La démocratie en danger plus que jamais


A moins que le pays ne réagisse à temps et entre en résistance, la France peut basculer dans l’autoritarisme et ses cortèges de désastres, si l’on n’y prend pas garde, avertit le Site-mémorial du Camp des Milles qui publie chaque année un repère original, basé sur des données scientifiques, baptisé Indice d’analyse et d’alerte républicaine et démocratique (Aard). 

En 2020 déjà, nous en parlions déjà sur notre blog

 Pour le chercheur du CNRS, Philippe Mossé, la montée des périls se traduit par trois étapes.

"On part d’un terreau, observable dans les trois génocides : une crise économique, une montée du chômage et de la pauvreté, couplées à l’existence de préjugés ethniques, raciaux. Si les résistances sont faibles, on assiste alors à la recherche de boucs émissaires, la montée de la violence en général, et aussi celle visant certaines communautés. La seconde phase vient quand les institutions elles-mêmes sont fragilisées, les élites stigmatisées, considérées comme des profiteurs par rapport au peuple. C’est le cas dans un certain nombre de pays d’Europe. Ce processus débouche sur l’acceptation des régimes autoritaires, considérés à tort comme les seuls capables de ramener l’ordre et la prospérité. Et c’est une fois que ces régimes sont installés que peut se passer le pire, jusqu’aux crimes de masse. Cet engrenage, qui peut avoir des modalités différentes mais dont l’ossature reste la même, est schématisé au Mémorial. Cela permet de réveiller les consciences ».

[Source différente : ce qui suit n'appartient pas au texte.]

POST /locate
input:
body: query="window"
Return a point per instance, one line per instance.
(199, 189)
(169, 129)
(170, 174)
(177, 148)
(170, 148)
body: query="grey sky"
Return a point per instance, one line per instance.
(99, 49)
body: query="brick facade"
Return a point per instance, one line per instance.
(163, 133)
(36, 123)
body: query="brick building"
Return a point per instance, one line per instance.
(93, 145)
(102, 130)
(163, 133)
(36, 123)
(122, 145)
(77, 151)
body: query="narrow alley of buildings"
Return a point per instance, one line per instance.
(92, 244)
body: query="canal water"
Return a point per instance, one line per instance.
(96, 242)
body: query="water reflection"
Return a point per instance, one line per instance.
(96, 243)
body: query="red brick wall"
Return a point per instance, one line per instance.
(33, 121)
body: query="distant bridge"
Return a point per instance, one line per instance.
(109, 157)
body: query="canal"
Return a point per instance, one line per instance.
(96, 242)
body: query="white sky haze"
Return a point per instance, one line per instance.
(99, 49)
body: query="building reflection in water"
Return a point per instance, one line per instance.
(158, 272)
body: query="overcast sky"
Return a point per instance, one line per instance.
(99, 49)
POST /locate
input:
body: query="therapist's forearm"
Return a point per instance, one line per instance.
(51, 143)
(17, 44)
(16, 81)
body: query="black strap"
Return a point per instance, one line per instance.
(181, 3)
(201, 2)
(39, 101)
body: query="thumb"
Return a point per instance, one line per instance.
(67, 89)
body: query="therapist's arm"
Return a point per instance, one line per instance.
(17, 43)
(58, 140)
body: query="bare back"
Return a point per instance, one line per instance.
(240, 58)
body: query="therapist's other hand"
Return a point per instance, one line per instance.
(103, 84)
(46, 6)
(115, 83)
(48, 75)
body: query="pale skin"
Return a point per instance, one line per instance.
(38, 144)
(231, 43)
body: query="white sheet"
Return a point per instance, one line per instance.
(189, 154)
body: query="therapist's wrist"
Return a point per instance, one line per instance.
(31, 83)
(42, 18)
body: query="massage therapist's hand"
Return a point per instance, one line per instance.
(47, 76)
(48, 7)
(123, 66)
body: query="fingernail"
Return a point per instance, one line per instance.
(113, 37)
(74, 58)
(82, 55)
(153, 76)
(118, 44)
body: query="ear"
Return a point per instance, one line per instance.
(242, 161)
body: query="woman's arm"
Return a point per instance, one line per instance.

Les chercheurs peaufinent leur analyse de la société en retenant divers indicateurs quantitatif : «  le chômage des jeunes, le nombre de bénéficiaires du RSA, un indicateur de tolérance élaboré par une équipe de Sciences Po Bordeaux, le pourcentage de vote extrême aux élections (extrême droite comme extrême gauche), les crimes et délits en tout genre, les atteintes aux personnes, le nombre d’actes racistes, antisémites, xénophobes et antimusulmans (tels qu’ils sont colligés par le ministère de l’Intérieur). Le dernier indicateur, c’est ce qui se passe au sein même des institutions de la République. En l’occurrence, tous les débats parlementaires autour de la sécurité et des libertés. C’est très parlant pour ce qui se passe dans la société ».

"Les dangers sont réels. Aujourd’hui, on en est au premier stade de la phase 2, c’est-à-dire au moment où un basculement vers un régime autoritaire est possible en l’absence de résistance démocratique."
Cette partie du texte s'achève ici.